Tuesday, 11 October 2011

‘UK biz school students can study in India'

MUMBAI: Tasmac London, which has just shut shop, has now offered their Indian students to come and study in their campuses in India. The institute's official claimed that the stringent policies could be recessionary measures taken by the government . The institute, which had the capacity of 1,200, had only half the numbers of students on their campus, affecting their business.

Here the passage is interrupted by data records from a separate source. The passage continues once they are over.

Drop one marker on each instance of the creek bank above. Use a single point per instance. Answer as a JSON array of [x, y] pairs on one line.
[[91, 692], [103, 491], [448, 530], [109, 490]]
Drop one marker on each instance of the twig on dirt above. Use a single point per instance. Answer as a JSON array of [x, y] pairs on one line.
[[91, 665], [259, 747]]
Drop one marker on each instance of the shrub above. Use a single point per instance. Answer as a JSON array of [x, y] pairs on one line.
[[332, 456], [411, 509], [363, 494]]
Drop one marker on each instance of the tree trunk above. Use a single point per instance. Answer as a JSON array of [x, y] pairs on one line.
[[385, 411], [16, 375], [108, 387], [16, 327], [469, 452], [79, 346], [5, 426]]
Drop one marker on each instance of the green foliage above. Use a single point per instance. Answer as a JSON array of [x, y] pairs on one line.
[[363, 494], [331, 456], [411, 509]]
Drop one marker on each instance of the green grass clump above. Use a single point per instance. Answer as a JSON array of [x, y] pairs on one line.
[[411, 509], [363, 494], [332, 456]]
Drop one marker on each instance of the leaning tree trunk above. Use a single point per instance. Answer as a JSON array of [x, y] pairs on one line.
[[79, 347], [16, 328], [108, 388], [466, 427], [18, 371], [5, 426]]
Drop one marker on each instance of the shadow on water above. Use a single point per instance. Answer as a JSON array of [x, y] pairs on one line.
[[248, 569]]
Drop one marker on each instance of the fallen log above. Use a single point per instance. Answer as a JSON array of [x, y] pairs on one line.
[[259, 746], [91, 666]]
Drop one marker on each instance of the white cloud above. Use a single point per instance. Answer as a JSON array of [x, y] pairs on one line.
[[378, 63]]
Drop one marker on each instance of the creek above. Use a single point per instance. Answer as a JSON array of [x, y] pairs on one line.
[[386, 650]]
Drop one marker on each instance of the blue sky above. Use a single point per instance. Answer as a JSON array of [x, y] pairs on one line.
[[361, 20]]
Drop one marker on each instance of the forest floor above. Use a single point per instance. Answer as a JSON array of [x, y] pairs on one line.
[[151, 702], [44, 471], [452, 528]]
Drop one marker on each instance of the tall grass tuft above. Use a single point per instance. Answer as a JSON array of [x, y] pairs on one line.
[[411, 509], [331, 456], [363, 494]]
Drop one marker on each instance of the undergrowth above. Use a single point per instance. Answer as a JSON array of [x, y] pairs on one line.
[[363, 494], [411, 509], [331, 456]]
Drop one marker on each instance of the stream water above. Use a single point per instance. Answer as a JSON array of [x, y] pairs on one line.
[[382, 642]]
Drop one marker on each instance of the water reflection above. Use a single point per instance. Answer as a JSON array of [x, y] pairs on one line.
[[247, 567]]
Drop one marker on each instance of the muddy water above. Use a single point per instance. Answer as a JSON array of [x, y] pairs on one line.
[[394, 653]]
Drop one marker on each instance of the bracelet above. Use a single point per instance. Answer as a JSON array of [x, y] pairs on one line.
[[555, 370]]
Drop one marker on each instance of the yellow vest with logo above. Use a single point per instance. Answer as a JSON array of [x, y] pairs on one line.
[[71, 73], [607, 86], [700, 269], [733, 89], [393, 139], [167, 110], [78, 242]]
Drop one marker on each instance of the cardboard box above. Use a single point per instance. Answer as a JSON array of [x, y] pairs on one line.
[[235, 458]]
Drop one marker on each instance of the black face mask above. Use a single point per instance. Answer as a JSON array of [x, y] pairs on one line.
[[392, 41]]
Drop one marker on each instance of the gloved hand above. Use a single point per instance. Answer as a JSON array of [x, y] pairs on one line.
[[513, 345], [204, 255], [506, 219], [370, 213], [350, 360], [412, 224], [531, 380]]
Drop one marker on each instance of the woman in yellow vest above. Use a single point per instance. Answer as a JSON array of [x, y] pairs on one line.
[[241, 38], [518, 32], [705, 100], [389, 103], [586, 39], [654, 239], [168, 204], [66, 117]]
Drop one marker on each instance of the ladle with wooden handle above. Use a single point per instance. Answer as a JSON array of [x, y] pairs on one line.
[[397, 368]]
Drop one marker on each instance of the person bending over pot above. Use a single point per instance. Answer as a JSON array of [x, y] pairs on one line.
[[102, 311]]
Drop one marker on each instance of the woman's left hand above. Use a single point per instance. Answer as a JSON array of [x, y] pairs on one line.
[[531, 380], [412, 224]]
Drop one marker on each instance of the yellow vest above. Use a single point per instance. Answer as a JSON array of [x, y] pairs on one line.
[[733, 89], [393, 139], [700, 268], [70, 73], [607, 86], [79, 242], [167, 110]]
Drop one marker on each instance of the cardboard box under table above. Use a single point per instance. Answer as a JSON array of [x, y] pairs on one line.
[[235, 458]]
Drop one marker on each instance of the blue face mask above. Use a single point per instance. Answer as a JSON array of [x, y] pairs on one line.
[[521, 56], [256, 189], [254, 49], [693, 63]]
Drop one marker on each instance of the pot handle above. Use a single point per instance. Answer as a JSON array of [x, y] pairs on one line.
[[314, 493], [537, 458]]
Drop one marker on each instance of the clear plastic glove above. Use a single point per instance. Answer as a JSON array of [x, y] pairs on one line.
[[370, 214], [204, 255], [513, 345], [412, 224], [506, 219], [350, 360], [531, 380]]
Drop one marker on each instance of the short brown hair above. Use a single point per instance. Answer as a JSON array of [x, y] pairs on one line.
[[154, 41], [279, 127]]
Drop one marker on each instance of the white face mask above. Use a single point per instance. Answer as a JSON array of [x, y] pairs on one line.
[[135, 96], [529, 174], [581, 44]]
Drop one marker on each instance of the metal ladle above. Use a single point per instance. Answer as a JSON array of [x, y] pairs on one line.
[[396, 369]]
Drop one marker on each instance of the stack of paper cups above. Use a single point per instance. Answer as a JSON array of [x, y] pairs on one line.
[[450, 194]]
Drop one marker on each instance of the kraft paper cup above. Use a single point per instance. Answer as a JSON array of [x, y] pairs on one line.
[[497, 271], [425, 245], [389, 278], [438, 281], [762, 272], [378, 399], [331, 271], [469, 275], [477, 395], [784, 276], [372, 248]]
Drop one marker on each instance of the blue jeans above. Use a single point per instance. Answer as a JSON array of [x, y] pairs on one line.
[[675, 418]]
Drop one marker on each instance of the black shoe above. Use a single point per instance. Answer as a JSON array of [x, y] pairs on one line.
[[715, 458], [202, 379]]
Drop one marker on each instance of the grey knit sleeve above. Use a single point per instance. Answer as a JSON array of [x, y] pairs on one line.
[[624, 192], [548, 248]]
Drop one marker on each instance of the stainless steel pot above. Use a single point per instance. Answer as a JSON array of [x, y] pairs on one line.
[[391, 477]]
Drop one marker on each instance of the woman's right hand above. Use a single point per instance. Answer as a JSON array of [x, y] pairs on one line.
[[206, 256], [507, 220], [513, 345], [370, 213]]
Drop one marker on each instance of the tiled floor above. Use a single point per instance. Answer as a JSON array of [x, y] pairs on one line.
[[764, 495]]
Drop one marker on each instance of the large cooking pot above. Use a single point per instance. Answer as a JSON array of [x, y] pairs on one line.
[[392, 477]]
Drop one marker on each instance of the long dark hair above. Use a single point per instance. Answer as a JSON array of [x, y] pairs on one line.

Tasmac London was set up by a Pune-based management institute, Tasmac Education, which also runs institutes in Pune, Kolkata and Bengaluru . Training and Advanced Studies in Management and Communication (Tasmac) Limited set up its first overseas' campus in 2002 in London . However, the new visa policies set up by the UK Border Agency seems to have forced them to shut shop as their business was largely affected , the owners claimed.

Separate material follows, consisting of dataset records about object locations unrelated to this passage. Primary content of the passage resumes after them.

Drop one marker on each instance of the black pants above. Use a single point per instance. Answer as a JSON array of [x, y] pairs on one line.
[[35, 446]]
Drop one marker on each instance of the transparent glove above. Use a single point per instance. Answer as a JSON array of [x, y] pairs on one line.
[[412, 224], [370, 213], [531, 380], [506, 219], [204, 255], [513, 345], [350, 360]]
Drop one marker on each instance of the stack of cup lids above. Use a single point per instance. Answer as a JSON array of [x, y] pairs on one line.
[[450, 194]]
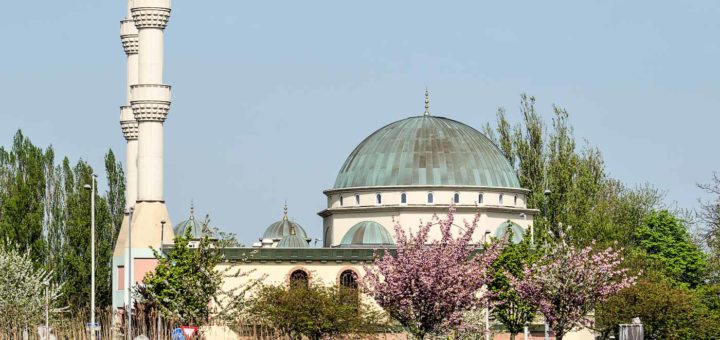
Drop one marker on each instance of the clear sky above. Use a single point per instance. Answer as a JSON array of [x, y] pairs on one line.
[[269, 97]]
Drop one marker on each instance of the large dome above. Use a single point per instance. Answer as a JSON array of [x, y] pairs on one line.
[[426, 151]]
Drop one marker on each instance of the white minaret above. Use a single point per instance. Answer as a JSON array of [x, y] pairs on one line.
[[141, 120]]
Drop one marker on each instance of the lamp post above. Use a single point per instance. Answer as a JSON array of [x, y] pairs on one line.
[[130, 276], [487, 308], [547, 193], [92, 255]]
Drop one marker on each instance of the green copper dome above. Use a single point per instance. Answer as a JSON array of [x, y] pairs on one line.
[[426, 150], [367, 233], [509, 226], [282, 228], [194, 226]]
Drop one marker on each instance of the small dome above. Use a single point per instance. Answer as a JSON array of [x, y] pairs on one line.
[[195, 226], [367, 233], [282, 228], [293, 241], [426, 151], [507, 226]]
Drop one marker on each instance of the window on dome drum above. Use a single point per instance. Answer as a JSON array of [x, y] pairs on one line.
[[349, 292], [299, 277]]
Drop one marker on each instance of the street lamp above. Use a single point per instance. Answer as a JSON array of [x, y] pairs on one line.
[[547, 193], [130, 274], [92, 256]]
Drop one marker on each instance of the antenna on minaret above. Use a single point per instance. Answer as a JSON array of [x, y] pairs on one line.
[[427, 102]]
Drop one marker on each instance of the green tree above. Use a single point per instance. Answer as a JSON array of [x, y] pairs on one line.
[[709, 214], [22, 195], [313, 311], [185, 281], [115, 194], [511, 310], [666, 310], [23, 292], [664, 238]]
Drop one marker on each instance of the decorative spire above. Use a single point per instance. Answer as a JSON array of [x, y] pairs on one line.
[[427, 103]]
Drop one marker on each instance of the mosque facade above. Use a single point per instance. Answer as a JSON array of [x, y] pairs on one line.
[[403, 173]]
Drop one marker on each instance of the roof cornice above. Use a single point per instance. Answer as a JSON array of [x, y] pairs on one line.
[[426, 207], [426, 187]]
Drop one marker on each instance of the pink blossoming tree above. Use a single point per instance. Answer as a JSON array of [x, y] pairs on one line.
[[566, 284], [426, 285]]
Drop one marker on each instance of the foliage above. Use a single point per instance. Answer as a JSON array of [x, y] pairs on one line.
[[314, 311], [184, 281], [427, 286], [186, 285], [567, 284], [23, 291], [709, 213], [665, 239], [591, 205], [115, 195], [509, 308], [44, 209], [666, 310], [23, 171]]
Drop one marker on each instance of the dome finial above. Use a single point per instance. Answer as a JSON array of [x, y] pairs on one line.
[[427, 102]]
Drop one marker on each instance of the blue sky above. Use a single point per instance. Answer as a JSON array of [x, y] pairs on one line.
[[269, 97]]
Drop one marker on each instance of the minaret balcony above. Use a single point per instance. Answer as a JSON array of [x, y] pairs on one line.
[[151, 13]]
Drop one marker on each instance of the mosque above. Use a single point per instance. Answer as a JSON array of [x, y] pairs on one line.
[[402, 173]]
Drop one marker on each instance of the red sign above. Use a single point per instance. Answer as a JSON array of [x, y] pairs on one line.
[[189, 331]]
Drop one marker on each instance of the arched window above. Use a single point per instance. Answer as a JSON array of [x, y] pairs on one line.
[[349, 287], [299, 278], [348, 279]]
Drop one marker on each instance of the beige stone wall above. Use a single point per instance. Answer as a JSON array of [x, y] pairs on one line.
[[498, 205]]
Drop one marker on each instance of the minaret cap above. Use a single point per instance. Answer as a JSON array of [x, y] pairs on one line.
[[427, 103]]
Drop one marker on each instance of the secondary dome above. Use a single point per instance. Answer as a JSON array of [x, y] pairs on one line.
[[426, 150], [508, 227], [193, 225], [282, 228], [367, 233]]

Around 550 students, of which 150-200 students are Indians , are left in the lurch after the institute suddenly announced bankruptcy and shut both its campuses in London. The students were expecting the results of their exams when they got mails from the institute.

Prashant Dua, joint managing director of Tasmac, based in Pune, said, "We are in talks with a couple of institutes affiliated to the University of Wales, which have agreed to accommodate our students. We are trying to figure out how the fee aspect would be settled. Also, the university will send an email to all Indian students, inviting them to study in our Indian campuses. These students will not be charged anything. But we will not be able to help students who wish to apply outside University of Wales."

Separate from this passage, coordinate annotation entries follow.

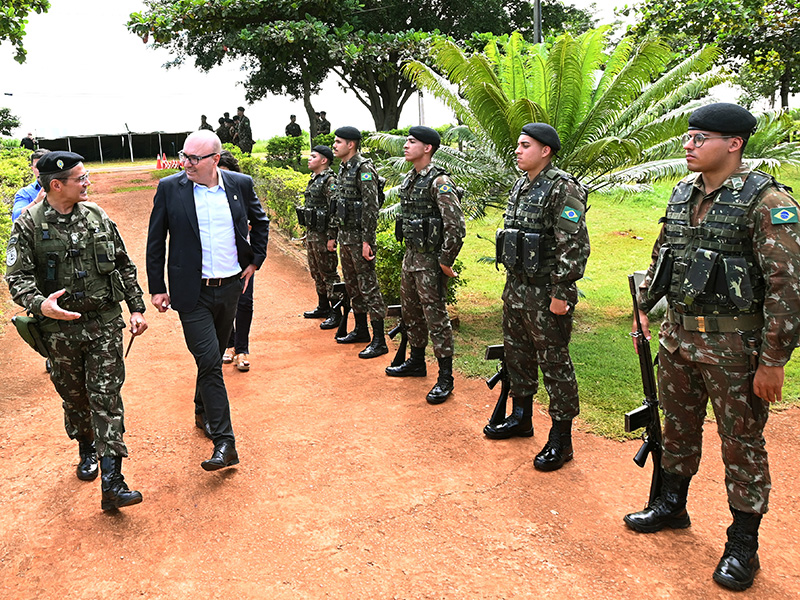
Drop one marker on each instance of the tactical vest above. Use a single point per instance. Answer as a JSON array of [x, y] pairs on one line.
[[710, 268], [349, 204], [526, 246], [317, 208], [84, 267], [422, 219]]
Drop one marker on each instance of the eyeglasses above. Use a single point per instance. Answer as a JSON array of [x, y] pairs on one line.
[[193, 159], [698, 139]]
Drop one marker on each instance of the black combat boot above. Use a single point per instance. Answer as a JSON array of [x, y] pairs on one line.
[[359, 334], [558, 448], [668, 510], [323, 308], [413, 366], [518, 424], [115, 491], [739, 562], [334, 318], [87, 468], [377, 347], [444, 384]]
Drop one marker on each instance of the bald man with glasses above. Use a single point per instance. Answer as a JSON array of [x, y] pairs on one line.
[[205, 213]]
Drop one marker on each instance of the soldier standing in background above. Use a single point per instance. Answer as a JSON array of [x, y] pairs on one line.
[[357, 209], [244, 134], [727, 259], [322, 262], [67, 265], [544, 247], [434, 229]]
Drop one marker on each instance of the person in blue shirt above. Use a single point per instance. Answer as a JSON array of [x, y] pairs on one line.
[[32, 193]]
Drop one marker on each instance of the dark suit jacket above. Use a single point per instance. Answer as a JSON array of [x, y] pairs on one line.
[[174, 212]]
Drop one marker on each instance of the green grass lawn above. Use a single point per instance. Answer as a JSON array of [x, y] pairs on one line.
[[622, 232]]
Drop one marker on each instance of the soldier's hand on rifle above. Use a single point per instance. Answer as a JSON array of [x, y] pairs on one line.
[[138, 324], [50, 308], [768, 382], [448, 270]]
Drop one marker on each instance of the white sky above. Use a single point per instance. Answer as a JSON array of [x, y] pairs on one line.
[[85, 74]]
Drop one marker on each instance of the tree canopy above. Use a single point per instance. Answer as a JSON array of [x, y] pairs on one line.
[[290, 46], [760, 37], [13, 21]]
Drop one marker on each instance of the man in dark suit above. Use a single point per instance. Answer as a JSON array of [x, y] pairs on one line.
[[206, 213]]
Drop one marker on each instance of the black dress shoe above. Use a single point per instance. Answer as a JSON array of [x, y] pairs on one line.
[[201, 423], [224, 455]]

The institute offered BA (honours) for which the fee was close to Rs 12 lakh and a 16-month MBA programme for Rs 6 lakh. "The new visa policies are not getting us enough students. It could be recessionary measures taken by the government. The discontinuation of the poststudy work visa and also the new rule that does not allow students studying in private institutes to work part-time have affected the number of students applying to our institutes . Many private institutes have suffered due to the policy. We are unable to raise funds," said Dua.

The ministry of external affairs (MEA) is taking keen interest to ensure that Indian students are not inconvenienced . MEA spokesperson, Vishnu Prakash, said, "The Indian High Commission is in touch with Tasmac officials, who have conveyed that they are working with the University of Wales to transfer the students to other institutes. The IHC officials have also visited the campus and plan to meet the UK Border Agency soon. They have asked students to get in touch with the commission's office for assistance . However, none of the students have contacted yet."